Fig. 5 Maximum latency

Below is a graph of the average quadratic delay value. You can also see the very same borders for RocksDB and MDBX.


Fig. 6.1. RMS Latency


Fig. 6.2. RMS Latency

Tests


Unfortunately, Sophia showed low results in all tests. Most likely, she does not “love” many streams (ie, 32 or more).

WiredTiger first showed very poor performance - at the level of 30 IOPS. It turned out that he has an important parameter cache_size, which by default is set to 500MB. After installing it on 8GB (or even 4GB), everything becomes much better.

For the sake of interest, a test was conducted with the same amount of data, but with the amount of available memory> 100GB. In this case, MDBX with a margin goes forward in the reading test.


Fig. 7. 100% Read

When adding a record to workload, we get a strong drop in MDBX (which is expected, because the speed was low when filling). WiredTiger grew, and RocksDB slowed down.


Fig. 8. Mix 70% / 30%

The trend is preserved.


Fig. 9. Mix 50% / 50%

When there are a lot of recordings, WiredTiger begins to overtake RocksDB on a small number of threads.


Fig. 10. Mix 30% / 70%

Now you can look at the graphics delays.
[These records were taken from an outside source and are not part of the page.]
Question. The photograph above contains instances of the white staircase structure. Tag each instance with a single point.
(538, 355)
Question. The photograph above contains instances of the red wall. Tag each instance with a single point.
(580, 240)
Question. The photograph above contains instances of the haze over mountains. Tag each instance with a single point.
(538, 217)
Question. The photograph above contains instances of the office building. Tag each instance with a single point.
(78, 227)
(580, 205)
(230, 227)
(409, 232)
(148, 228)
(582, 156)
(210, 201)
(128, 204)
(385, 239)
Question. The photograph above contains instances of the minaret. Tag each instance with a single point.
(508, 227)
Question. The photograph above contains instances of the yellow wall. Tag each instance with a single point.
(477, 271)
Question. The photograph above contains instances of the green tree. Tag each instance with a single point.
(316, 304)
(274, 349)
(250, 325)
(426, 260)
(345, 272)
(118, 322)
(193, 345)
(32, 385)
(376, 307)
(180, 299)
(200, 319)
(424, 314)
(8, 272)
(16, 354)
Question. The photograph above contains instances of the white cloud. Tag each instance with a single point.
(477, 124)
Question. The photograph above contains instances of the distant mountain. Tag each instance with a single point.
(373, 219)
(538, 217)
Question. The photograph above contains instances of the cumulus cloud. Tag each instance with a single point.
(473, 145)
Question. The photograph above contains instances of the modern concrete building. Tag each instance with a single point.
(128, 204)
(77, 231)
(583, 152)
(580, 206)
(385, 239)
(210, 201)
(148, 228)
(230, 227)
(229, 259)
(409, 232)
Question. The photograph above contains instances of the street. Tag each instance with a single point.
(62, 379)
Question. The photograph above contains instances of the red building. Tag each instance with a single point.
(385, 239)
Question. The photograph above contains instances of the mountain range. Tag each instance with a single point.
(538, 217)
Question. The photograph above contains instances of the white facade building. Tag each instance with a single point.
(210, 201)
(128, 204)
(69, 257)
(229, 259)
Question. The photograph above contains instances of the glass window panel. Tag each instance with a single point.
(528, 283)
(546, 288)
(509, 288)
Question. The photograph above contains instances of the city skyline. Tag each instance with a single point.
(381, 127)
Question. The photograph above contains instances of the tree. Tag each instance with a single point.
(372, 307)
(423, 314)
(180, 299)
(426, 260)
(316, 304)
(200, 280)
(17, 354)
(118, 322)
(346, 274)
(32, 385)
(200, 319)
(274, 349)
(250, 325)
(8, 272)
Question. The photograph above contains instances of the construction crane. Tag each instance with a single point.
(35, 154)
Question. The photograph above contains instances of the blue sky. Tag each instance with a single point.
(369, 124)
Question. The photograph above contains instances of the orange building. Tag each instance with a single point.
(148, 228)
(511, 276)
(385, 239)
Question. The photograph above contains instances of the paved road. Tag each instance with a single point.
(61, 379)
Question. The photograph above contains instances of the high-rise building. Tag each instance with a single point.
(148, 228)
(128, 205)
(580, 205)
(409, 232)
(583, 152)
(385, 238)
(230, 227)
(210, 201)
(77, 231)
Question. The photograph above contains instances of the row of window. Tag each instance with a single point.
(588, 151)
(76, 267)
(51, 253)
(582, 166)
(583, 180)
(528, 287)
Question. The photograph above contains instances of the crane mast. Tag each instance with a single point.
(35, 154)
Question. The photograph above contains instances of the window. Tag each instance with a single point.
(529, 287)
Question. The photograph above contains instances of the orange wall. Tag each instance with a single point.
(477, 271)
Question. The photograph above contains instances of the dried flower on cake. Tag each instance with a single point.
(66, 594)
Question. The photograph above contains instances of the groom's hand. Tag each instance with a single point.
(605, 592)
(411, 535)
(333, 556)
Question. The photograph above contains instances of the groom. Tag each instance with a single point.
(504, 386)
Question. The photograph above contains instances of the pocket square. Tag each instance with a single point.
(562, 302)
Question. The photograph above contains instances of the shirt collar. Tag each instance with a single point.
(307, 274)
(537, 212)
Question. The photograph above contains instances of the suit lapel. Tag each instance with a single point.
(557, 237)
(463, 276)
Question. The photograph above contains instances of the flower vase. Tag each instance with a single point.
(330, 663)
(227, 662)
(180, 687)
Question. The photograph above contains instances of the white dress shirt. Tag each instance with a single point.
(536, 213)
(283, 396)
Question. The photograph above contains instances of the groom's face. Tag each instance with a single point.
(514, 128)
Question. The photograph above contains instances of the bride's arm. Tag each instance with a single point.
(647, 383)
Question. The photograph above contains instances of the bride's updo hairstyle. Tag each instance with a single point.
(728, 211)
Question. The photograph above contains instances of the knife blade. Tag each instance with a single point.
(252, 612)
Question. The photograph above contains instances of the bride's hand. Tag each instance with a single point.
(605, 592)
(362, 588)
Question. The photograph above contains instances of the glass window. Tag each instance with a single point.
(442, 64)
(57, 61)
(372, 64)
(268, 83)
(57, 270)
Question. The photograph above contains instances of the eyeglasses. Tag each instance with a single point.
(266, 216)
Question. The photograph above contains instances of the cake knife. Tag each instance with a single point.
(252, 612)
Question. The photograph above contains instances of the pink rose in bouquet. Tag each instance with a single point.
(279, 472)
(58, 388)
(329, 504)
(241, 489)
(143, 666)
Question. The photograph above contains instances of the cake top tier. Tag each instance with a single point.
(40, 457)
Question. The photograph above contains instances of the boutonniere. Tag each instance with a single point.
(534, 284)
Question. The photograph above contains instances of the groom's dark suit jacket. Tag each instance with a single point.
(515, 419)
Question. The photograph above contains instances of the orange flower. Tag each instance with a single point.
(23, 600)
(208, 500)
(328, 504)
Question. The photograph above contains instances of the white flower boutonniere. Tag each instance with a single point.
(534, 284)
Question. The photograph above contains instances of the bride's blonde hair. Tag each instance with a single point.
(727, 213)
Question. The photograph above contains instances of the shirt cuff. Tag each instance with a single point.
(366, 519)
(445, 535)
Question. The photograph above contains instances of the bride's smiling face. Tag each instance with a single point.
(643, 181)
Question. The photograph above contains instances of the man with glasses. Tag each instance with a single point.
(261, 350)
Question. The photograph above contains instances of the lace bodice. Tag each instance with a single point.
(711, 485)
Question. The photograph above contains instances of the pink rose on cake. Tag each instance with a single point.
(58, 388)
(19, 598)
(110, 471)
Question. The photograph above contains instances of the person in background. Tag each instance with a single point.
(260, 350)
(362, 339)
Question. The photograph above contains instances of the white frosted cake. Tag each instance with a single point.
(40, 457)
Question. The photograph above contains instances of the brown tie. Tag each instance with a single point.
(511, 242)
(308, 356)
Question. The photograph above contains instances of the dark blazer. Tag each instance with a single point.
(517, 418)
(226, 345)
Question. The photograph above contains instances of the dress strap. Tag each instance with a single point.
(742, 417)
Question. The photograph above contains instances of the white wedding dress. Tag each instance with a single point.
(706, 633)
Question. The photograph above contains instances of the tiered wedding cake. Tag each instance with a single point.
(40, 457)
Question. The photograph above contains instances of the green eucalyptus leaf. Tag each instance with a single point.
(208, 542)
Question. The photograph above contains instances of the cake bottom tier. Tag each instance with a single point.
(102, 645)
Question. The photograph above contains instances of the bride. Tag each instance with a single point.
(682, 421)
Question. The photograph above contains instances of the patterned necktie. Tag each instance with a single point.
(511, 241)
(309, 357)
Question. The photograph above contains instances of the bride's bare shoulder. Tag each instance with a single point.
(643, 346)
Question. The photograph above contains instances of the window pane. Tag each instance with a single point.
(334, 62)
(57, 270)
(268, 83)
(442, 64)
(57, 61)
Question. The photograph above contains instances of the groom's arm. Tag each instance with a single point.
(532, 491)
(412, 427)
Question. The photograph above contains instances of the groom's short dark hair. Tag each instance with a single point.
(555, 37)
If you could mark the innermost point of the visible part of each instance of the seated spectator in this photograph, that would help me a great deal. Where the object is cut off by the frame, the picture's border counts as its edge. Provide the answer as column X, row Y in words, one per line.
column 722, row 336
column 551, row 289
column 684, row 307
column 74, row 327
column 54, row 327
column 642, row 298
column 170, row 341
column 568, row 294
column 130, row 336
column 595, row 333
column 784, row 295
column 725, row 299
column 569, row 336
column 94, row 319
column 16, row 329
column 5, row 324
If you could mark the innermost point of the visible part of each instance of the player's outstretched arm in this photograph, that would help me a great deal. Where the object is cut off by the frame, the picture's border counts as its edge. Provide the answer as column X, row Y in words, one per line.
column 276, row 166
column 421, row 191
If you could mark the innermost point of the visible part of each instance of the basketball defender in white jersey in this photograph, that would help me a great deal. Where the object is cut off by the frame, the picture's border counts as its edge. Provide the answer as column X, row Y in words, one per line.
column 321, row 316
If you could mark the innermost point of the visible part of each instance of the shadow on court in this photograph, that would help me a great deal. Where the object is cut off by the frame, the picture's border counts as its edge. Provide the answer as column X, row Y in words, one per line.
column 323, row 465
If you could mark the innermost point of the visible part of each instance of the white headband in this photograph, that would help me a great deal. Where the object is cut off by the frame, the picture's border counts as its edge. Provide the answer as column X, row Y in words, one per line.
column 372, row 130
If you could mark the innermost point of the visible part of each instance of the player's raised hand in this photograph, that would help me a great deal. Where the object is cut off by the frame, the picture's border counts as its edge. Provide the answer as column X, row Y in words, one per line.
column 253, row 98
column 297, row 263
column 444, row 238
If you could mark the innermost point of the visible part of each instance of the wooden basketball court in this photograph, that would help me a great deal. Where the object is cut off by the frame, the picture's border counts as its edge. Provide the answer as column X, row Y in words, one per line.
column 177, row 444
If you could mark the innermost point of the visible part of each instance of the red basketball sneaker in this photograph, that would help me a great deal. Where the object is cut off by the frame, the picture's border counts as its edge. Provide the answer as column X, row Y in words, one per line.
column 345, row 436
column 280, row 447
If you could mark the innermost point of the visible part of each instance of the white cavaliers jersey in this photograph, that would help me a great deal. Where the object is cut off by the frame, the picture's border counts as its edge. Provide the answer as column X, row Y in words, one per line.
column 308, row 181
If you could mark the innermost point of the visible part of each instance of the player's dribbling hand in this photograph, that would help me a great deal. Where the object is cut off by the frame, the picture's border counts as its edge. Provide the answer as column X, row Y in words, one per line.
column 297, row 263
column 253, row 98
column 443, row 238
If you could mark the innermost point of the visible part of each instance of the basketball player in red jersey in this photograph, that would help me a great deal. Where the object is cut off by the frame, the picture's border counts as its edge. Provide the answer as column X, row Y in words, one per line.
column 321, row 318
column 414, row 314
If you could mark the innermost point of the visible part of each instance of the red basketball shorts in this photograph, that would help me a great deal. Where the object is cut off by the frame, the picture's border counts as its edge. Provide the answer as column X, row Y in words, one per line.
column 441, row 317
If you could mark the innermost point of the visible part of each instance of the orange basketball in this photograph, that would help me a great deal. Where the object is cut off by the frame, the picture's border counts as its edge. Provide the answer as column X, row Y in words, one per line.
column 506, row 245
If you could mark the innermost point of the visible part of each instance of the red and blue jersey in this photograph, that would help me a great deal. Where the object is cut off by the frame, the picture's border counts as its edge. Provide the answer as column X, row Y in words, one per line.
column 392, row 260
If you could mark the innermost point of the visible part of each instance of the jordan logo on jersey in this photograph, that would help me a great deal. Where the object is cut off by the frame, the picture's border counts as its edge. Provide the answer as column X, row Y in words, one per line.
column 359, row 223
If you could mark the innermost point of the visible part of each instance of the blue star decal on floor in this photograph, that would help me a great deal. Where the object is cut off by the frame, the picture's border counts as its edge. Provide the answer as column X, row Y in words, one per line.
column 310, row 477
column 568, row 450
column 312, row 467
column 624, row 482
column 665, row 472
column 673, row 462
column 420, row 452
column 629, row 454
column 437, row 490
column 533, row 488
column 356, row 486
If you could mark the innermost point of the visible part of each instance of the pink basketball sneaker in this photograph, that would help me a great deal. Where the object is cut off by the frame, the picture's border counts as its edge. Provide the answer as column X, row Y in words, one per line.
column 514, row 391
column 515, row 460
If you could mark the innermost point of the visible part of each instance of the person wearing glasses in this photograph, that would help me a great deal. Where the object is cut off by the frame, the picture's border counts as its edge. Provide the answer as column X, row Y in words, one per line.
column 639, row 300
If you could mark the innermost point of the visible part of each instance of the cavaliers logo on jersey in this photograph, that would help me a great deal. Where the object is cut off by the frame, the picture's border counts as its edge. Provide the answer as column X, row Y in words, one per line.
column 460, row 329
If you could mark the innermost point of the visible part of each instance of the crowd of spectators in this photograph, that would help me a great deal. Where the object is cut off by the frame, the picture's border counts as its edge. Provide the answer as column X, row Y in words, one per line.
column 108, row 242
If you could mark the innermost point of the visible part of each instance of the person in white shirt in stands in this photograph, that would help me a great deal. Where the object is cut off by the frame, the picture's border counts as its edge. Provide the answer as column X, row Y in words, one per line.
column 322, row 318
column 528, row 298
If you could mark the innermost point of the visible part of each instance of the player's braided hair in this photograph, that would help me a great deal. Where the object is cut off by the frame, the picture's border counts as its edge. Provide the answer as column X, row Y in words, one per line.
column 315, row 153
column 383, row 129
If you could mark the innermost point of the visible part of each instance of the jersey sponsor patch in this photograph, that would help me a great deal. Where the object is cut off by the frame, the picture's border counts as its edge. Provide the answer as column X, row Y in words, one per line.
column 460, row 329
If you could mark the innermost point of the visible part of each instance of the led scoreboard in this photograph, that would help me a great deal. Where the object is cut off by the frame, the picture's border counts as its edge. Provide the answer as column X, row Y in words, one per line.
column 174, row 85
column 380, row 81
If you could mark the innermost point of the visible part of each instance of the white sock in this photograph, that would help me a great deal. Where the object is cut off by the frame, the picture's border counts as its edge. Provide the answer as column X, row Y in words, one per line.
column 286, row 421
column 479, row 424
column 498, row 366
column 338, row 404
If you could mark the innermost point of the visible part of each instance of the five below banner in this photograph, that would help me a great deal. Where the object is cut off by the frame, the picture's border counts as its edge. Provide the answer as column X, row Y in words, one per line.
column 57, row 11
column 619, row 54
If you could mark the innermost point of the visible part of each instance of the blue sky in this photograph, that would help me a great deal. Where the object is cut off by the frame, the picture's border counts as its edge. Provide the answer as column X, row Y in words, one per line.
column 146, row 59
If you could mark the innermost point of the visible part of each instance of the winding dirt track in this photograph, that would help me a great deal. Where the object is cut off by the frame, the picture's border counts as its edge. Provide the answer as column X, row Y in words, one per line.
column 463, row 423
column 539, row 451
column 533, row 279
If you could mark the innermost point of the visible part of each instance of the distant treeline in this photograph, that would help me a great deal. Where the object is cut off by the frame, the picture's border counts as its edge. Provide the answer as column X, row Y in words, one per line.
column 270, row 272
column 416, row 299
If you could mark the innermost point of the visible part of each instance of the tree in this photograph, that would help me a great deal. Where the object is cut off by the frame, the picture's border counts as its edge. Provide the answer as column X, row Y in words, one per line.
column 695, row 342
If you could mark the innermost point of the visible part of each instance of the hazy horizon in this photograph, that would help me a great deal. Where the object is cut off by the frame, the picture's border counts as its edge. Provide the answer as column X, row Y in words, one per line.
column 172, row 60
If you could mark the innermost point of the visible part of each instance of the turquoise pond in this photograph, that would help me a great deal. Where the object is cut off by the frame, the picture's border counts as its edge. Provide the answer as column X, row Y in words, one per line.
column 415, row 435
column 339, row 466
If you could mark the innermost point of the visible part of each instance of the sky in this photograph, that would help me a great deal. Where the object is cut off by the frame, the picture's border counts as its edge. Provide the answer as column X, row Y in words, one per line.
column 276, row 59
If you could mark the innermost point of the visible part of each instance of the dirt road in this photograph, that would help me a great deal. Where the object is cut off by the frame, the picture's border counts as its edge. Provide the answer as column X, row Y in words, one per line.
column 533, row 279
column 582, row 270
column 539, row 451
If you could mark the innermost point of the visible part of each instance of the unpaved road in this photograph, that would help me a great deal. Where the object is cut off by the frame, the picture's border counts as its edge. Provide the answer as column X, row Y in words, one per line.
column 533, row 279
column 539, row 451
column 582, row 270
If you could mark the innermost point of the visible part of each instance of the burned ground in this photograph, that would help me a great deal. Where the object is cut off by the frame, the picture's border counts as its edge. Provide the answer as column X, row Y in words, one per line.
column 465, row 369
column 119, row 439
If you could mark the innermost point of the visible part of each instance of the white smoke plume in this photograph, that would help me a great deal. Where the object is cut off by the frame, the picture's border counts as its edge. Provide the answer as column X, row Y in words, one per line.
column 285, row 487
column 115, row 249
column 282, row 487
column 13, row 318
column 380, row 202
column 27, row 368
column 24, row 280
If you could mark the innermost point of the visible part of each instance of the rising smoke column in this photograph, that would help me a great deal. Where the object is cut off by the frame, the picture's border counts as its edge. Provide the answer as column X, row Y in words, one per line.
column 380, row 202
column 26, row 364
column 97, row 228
The columns show the minimum and maximum delays, the orange bar shows the average quadratic delay, and the red bar shows the percentile 99.99.

The green bar is about 2 ms. That is, we want the percentile to be no higher than the green bar. In this case, we do not get this (logarithmic scale).


Fig. 11. Latency Read


Fig. 12. Latency 50% / 50%

Test results. 17 billion keys


Filling


Tests for 17 billion keys were conducted only on RocksDB and WiredTiger, because they were the leaders in tests for 1 billion keys.

WiredTiger started having strange attacks, but in general it shows itself quite well on filling, plus there is no degradation with increasing data.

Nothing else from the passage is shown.